The event, “An Update on Russia’s War with Ukraine,” was the latest Starr Forum, MIT’s regular event series on foreign policy, international relations, and global affairs, organized by CIS. This event was co-sponsored by CIS, the MIT Security Studies Program (SSP), and the MIT-Eurasia program in the MIT International Science and Technology Initiatives (MISTI).

The event’s moderators were Carol Saivetz, a senior advisor in SSP and an expert on Soviet and Russian foreign policy; and Elizabeth Wood, a professor of history at MIT, author of the 2016 book “Roots of Russia’s War in Ukraine,” and co-director of the MISTI MIT-Eurasia Program.

While the early months of the war saw significant Russian advances in multiple areas of Ukraine, the tide has turned since then. A recent Ukrainian counteroffensive in the country’s north has pushed Russian troops back across the border and has extended to provinces in the Donbas region, the site of much industrial activity. Over the last week, Ukraine has also taken back 150 square miles of land in the Kherson province in the country’s south.

Despite this progress — or perhaps because of it — the prospects for the war dragging on or escalating may have increased. Putin’s decision to mobilize more Russians through a military draft will bring additional personnel to the front, possibly lengthening the conflict.

“General mobilization, the added manpower could, potentially, extend the war,” Kofman said. However, he added, “Mobilization would have been a much more dangerous development in this war had it taken place in April,” when Russia was in a stronger position.

At the same time, a ground campaign going badly for Russia has heightened fears that it could resort to using some of its nuclear weapons in Ukraine. That might be an unlikely scenario in absolute terms, Kofman noted, but continued military losses might continue to raise the possibility.

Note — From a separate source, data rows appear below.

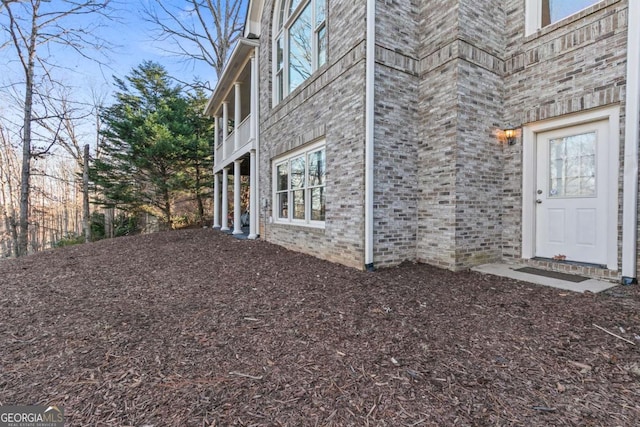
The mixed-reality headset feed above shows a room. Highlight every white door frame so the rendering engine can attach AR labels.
[522,106,620,270]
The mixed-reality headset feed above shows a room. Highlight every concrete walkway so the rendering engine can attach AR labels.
[472,264,618,293]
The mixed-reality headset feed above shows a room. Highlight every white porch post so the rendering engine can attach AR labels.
[233,82,242,151]
[222,101,231,159]
[213,173,221,228]
[248,150,258,240]
[220,168,229,231]
[233,160,242,234]
[213,115,222,166]
[249,53,258,141]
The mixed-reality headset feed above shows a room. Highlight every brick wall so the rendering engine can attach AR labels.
[503,0,627,276]
[259,1,366,268]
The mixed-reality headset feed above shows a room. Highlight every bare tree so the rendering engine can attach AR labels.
[0,125,19,256]
[143,0,247,85]
[0,0,111,255]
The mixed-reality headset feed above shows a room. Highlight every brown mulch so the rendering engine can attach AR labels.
[0,229,640,427]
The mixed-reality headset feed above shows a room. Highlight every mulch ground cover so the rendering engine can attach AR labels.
[0,229,640,427]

“The risk of nuclear escalation is very real, [but] it’s not necessarily as high as I think it’s being portrayed publicly,” Kofman said. “It’s also not [necessarily true] that if Russia’s losing, Putin’s going to use nuclear weapons.”

At the same time, Simon noted, it is also unlikely that a coup or attempt at regime change in Russia would be prompted by the war, because of the way Putin has prevented other groups or elites within Russia from amassing capacity to act.

‘This regime is coup-proofed,” said Simon, who served as the National Security Council (NSC) senior director for the Middle East and North Africa during the Obama administration and NSC senior director for counterterrorism during the Clinton administration.

Ukraine is in a better situation than it appeared in the spring, and certainly in the very first days of the invasion, when it looked as if Ukraine’s democratic government led by president Volodymyr Zelensky, might not remain intact. Still, as Dubovyk emphasized, Ukraine very much remains in the throes of war, and needs continued aid in all forms — military and civilian — from allies.

“It is very difficult to deal with the ongoing onslaught,” Dubovyk said.

He added: “One thing that we would really not like to see is for people to lose interest [in] this war, and not to care about it any more, and not to have a sustained interest in helping Ukraine to withstand this pressure and aggression from Russia.”